Wright believes that fear of people who seem different than us is universal. Or, Wright suggests, it’s because we see something in another that we don’t want to see in ourselves. Few are immune to this. In the documentary, Vanier, who began L’Arche back in 1964 and still lives in its founding community of Val Fleuri, felt it himself.
“I felt scared with 30 men there, many of them disturbed,” Vanier recalls in the film. “There was rarely a day when a window [wasn’t] broken or God knows what. It was really difficult for me. I had to fight my way through life. It took a long time for the Val Fleuri to become a place of peace.”
When Wright first met Vanier, he says he was “enormously impressed,” just like everyone is when they talk with the man. But the experience of seeing him in his natural element — in this place that seems to run counter to all the world’s mechanizations and expectations — was a bit overwhelming.
“Of course I’ve read Jean Vanier’s books … and all sorts of things, but nothing quite prepares you for a sort of encounter where you have to completely drop your guard. And sort of start to be a human being again.”
Wright continues: “Jean Vanier offers an incredible experience. He doesn’t offer, in strict rational terms, a sort of answer. He offers himself, really. He offers his friends.”

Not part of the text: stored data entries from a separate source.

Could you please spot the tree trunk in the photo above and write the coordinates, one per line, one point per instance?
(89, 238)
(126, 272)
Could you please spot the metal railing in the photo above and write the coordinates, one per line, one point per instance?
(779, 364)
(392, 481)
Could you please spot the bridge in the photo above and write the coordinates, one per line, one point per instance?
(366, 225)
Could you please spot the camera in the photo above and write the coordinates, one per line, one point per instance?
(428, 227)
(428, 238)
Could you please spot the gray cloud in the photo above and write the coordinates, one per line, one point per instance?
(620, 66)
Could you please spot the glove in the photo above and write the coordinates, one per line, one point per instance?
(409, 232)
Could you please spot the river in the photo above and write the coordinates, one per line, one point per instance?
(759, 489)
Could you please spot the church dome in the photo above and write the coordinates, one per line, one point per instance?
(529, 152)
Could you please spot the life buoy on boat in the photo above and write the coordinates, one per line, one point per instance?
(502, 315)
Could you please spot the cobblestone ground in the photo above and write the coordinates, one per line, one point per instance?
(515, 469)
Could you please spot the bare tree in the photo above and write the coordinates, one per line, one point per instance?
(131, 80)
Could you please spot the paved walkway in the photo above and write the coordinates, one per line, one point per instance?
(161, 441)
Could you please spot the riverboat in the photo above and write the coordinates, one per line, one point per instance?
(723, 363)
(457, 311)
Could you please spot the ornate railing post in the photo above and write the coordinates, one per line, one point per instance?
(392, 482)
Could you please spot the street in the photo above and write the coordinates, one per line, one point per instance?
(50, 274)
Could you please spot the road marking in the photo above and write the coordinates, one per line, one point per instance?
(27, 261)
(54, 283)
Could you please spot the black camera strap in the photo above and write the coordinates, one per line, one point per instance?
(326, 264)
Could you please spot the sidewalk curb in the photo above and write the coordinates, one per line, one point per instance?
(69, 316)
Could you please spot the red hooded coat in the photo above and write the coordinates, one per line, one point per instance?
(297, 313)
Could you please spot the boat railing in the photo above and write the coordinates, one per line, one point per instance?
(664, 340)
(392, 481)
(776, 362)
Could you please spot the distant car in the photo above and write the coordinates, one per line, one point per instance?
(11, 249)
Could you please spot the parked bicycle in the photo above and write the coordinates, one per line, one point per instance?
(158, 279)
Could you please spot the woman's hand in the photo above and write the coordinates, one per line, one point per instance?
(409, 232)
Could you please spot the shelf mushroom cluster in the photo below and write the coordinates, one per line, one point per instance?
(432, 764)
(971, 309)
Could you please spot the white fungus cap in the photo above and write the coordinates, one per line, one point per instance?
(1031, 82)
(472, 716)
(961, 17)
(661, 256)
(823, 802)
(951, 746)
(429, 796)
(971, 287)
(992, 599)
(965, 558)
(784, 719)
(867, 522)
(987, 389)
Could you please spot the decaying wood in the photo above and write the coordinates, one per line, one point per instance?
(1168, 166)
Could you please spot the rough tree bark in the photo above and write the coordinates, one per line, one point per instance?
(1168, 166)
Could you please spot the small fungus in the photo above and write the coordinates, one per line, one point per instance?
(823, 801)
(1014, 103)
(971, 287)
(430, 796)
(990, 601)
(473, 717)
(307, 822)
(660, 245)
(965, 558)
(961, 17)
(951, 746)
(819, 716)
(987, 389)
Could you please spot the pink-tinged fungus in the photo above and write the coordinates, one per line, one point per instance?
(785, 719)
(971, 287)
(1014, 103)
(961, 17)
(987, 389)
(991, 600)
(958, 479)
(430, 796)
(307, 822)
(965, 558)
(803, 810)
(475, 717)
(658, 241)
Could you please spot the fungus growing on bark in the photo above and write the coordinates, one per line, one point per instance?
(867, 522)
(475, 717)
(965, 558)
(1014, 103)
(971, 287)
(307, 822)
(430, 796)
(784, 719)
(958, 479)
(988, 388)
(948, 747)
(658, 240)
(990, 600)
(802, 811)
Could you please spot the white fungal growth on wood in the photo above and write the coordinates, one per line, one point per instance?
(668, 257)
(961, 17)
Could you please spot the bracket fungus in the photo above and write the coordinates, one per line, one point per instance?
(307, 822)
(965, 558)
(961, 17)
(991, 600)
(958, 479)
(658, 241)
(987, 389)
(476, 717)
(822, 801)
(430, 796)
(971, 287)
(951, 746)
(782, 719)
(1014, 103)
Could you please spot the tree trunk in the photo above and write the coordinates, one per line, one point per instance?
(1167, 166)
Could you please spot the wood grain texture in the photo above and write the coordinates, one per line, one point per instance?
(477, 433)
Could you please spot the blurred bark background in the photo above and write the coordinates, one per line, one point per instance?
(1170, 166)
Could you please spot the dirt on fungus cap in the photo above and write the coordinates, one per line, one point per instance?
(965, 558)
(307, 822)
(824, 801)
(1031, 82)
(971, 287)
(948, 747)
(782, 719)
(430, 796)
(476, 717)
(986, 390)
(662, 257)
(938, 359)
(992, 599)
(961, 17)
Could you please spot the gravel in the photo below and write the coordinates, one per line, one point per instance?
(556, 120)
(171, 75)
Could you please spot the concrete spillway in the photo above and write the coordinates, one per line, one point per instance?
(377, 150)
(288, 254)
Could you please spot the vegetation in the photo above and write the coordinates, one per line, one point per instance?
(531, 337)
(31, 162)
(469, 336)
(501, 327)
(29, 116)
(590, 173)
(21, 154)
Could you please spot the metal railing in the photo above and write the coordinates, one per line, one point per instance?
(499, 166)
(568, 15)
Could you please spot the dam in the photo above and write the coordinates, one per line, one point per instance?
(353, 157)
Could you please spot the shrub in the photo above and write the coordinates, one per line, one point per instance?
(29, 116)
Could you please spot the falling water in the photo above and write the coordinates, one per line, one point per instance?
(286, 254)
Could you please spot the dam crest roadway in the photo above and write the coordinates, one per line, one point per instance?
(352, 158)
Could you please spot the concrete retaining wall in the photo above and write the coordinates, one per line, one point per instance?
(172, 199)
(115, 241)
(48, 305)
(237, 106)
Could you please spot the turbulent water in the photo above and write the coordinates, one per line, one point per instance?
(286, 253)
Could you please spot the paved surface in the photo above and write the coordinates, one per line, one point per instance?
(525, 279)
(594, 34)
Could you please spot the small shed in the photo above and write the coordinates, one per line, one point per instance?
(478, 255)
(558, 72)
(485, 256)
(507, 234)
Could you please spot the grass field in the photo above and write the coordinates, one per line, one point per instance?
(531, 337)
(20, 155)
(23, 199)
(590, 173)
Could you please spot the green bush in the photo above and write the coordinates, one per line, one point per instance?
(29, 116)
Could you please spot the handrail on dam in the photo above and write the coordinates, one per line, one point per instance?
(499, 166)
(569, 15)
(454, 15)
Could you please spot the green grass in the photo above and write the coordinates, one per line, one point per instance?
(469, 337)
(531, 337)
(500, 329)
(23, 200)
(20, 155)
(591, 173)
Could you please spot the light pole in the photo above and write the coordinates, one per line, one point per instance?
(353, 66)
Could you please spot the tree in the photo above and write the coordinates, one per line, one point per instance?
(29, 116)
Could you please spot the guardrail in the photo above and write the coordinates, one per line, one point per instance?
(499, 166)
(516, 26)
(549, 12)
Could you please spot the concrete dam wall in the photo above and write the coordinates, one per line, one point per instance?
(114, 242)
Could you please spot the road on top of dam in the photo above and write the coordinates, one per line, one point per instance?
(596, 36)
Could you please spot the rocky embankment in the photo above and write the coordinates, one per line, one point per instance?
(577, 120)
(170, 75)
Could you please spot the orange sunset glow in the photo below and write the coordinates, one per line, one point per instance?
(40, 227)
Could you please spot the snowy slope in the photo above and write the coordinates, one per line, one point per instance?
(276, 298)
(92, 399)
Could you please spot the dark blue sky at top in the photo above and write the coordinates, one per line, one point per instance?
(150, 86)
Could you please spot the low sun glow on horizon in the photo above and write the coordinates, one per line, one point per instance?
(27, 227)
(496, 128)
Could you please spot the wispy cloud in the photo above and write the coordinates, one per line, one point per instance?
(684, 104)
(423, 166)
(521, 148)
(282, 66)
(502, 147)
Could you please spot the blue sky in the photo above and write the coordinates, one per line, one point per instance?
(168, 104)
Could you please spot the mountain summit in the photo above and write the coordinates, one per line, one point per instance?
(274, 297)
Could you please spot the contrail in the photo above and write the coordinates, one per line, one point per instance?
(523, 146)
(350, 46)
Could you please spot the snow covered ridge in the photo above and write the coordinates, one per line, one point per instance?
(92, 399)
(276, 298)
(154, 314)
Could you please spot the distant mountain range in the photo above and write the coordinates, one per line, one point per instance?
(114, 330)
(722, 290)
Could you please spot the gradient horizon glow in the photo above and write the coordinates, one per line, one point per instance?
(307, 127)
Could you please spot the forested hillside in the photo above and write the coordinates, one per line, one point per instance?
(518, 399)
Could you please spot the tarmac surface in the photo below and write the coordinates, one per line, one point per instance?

And in so doing, L’Arche offers a life-altering shift — one from a “world of power,” as Wright says, where we’re all in competition and always being hyper-critical of our own successes and failures, to a world of acknowledged weakness. Not just theirs, but ours. “What you discover is kind of the joy of being human. That it’s not about being the best. It’s about the quality of your relationships.
“A lot of people [talk about L’Arche] as a world turned upside-down,” Wright continues. “There’s a kind of inversion of the usual power structure, you know. What I want to reflect in Summer in the Forest is this incredible beauty, this extreme confidence, this sense of hope. This isn’t a place that’s upside-down. It’s actually a place that really, really works.”
While each L’Arche community is autonomous in choosing its spiritual grounding — some communities might be predominantly Muslim or Buddhist or have no religious underpinnings at all — Vanier is a devout Catholic. And you can hear echoes of the Scriptures in his words. “The weak and the foolish have been chosen to confound the wise and the powerful,” he says. “Somewhere the weak lead us to reality whereas the so-called wise and powerful lead us to ideologies.”
For Wright, the experience of filming Summer in the Forest was a profound one. “It changed my life,” he says.
Summer in the Forest forces us to acknowledge that those we sometimes view as inferior or imperfect may have a deeper understanding of what it means to be God’s humble creatures than the rest of us. And in their struggles and suffering, we see grace and power.